Una volta ottenute le credenziali, esse sono valide per qualsiasi accesso ai siti della Pubblica Amministrazione, Agenzia delle Entrate, Comune, etc. per ottenerne i servizi on line.

Le credenziali possono essere inserite o nel solito modo, scrivendo user id e password (sempre le stesse per tutte le amministrazioni) negli appositi campi dei rispettivi siti web, oppure, con l’apposita App, inquadrando con lo Smartphone un QRcode che appare sullo schermo e digitando sul telefonino stesso un codice “segreto” (livello di sicurezza 2).

Tutto bene? Non tanto. Ho scoperto, a mie spese, che la “sicurezza” dell’accesso dipende da un software istallato sul telefonino, il cosiddetto “certificato di sicurezza” che consente di verificare l’associazione univoca tra una chiave pubblica e l’identità di un soggetto (una persona, una società, un computer, etc) che dichiara di utilizzarla nell’ambito delle procedure di autenticazione. Insomma, digitando il codice (segreto, scelto da me e conunicato al gestore) sul telefonino, il sito “interpellato” è sicuro che chi ha digitato quel codice è la persona che avrebbe dovuto digitarlo.

Il guaio è che questo “certificato” non è visibile come un’App o un programma e può “saltare” in molti modi.

Il primo e più intuibile è il cambio di telefonino. Acquisto un nuovo telefonino Android e, grande comodità, appena inserisco il mio indirizzo e password di Google, in automatico, mi viene scaricato tutto il contenuto del vecchio telefonino, comprese le App. Ma non il certificato. Quando cerco di autenticarmi usando SPID, apro l’App dello SPID, digito il codice, ma il certificato non c’è e appare un messaggio di errore non sempre chiaro.  Spesso, almeno con l’App di Pste Italiane, appare il messaggio “credenziali non corrette” che porta a presumere di aver sbagliato a digitare il codice.

Il certificato “si perde” anche (mi è successo) cambiando il gestore del numero del telefonino “portabilità del numero”.

Ieri, a mie spese, ho scoperto che il telefonino si era perso il certificato anche dopo un aggiornamento automatico della versione del sistema Android.

Ogni volta, risolvevo il problema disinstallando l’App del codice SPID, reinstallandola e ripetendo la procedura di ottenimento del codice. Il codice, come una password è scelto da me e- per comodità – sceglievo sempre lo stesso codice.

Tutto bene, una volta scoperto che la causa era la “perdita” del certificato e la nuova richiesta dello stesso? Mica tanto. Ovvero, non per sempre.

Una telefonata, abbastanza lunga, con il call centre di assistenza SPID di Poste Italiane mi ha spiegato che la procedura di disinstallazione, reinstallazione e nuova richiesta codice non è corretta perché l’Ente che rilascia il codice “non sa” che il telefonino se lo è perso e, quindi, anche se è lo stesso codice, per l’Ente gestore, è un “ulteriore” rilascio.
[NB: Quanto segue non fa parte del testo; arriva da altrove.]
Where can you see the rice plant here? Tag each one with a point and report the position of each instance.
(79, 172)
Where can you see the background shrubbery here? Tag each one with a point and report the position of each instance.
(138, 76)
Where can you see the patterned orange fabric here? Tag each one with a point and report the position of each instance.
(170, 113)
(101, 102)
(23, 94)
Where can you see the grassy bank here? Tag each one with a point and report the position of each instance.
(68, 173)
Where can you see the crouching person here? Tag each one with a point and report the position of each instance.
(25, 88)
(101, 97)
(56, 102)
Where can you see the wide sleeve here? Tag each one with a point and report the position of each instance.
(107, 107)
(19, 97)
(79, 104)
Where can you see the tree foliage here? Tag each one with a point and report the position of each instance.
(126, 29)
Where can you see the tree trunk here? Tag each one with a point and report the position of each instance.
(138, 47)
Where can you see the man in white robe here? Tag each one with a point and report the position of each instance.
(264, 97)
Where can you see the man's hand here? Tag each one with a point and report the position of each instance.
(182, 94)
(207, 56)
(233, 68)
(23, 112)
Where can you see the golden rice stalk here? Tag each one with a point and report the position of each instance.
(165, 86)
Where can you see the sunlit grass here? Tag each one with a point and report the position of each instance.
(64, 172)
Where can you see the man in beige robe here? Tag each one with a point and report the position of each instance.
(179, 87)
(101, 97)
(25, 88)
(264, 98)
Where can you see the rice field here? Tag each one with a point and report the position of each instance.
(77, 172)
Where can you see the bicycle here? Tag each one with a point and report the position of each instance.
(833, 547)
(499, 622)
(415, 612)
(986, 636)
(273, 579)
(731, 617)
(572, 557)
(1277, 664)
Poste Italiane – nella telefonata – mi ha spiegato che sono già arrivato a cinque rilasci di codici (tutte le volte che ho disinstallato e reinstallato l’App e chiesto un “nuovo” codice); alla decima richiesta il sistema mi bloccherà tutto.
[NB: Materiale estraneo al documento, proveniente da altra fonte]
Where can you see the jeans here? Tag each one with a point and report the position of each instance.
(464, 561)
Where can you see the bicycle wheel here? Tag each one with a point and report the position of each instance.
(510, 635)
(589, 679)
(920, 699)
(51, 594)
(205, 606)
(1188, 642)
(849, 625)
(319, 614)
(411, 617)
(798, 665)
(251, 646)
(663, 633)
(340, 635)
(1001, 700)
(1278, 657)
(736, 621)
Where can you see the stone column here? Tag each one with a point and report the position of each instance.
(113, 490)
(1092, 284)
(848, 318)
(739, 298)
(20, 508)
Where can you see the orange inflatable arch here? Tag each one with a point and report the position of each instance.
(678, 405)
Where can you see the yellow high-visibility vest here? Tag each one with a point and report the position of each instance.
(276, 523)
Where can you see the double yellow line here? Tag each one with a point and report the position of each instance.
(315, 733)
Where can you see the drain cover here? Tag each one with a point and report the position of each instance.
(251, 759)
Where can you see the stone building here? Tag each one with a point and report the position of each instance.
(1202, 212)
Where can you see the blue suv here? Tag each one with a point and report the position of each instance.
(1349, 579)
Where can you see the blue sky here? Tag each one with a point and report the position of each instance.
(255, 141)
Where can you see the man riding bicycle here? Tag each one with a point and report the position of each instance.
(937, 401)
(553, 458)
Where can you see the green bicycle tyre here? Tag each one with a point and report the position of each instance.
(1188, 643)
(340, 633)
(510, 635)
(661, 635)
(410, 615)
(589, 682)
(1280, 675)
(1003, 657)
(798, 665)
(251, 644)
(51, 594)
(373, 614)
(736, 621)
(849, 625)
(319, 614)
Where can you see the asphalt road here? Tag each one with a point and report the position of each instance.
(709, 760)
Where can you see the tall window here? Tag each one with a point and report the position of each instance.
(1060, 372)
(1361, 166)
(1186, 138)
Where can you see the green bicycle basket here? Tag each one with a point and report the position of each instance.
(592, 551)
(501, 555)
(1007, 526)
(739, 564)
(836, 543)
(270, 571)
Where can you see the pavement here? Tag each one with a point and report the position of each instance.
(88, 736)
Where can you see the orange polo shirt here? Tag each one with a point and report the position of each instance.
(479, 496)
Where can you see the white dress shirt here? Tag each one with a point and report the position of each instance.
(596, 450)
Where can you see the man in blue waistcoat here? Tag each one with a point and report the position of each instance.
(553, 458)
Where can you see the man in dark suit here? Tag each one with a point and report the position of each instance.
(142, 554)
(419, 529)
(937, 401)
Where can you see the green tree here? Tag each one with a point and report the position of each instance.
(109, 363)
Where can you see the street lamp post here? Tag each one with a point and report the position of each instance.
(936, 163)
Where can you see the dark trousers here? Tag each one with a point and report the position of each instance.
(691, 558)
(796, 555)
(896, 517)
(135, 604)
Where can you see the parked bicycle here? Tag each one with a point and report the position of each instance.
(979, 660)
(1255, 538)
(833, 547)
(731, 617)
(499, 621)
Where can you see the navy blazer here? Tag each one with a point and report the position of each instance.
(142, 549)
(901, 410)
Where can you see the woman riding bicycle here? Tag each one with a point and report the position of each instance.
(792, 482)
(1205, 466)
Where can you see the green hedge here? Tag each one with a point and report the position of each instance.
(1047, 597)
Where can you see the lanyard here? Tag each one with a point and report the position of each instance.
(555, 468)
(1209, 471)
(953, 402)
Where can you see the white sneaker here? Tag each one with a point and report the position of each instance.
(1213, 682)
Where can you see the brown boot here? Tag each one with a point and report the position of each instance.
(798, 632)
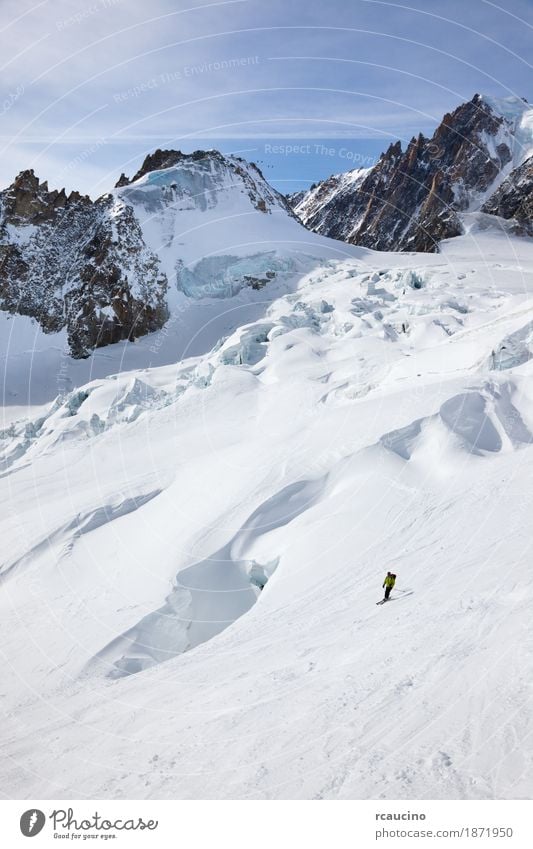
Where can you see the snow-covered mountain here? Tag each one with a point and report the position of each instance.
(374, 414)
(412, 199)
(116, 268)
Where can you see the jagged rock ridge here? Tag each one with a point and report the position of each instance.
(412, 199)
(70, 262)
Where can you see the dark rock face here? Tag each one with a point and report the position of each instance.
(514, 199)
(72, 263)
(69, 262)
(410, 200)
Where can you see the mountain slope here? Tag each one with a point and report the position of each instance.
(378, 415)
(412, 199)
(201, 225)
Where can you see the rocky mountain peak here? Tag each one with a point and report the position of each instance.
(412, 199)
(28, 201)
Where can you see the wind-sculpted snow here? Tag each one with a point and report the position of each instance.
(210, 595)
(196, 582)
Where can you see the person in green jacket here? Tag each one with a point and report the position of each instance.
(388, 584)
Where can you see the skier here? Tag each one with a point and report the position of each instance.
(388, 584)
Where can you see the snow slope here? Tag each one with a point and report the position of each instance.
(376, 414)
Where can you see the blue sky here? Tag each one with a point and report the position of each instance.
(88, 88)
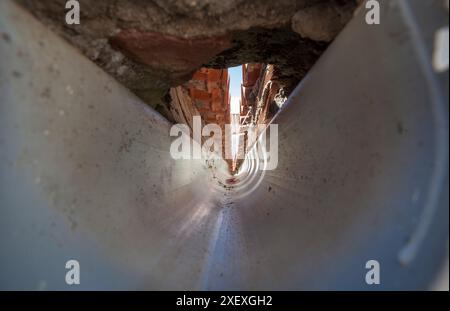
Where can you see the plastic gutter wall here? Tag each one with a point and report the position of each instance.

Ohibò, visto che in poco più di un anno, ho “perso” cinque certificati, penso che a dieci arriverò presto.

Cosa avrei dovuto fare?

Quando il telefonino si “perde” il certificato, dall’App del telefonino (o, con il computer, sul sito web del Gestore, autenticandomi con user id. e password) avrei dovuto ”revocare” il certificato che il telefonino si era perso. Solo dopo aver fatto ciò, avrei potuto disinstallare l’App, reinstallarla e chiedere un nuovo certificato.

Io non mi reputo un analfabeta informatico eppure – come avete letto da queste righe – ho avuto la vita difficile con lo SPID, almeno con l’autenticazione di livello 2 con il codice.

Pensate che tali procedure possano essere comprese e seguite dalla massa dei cittadini che hanno a che fare con la Pubblica Amministrazione?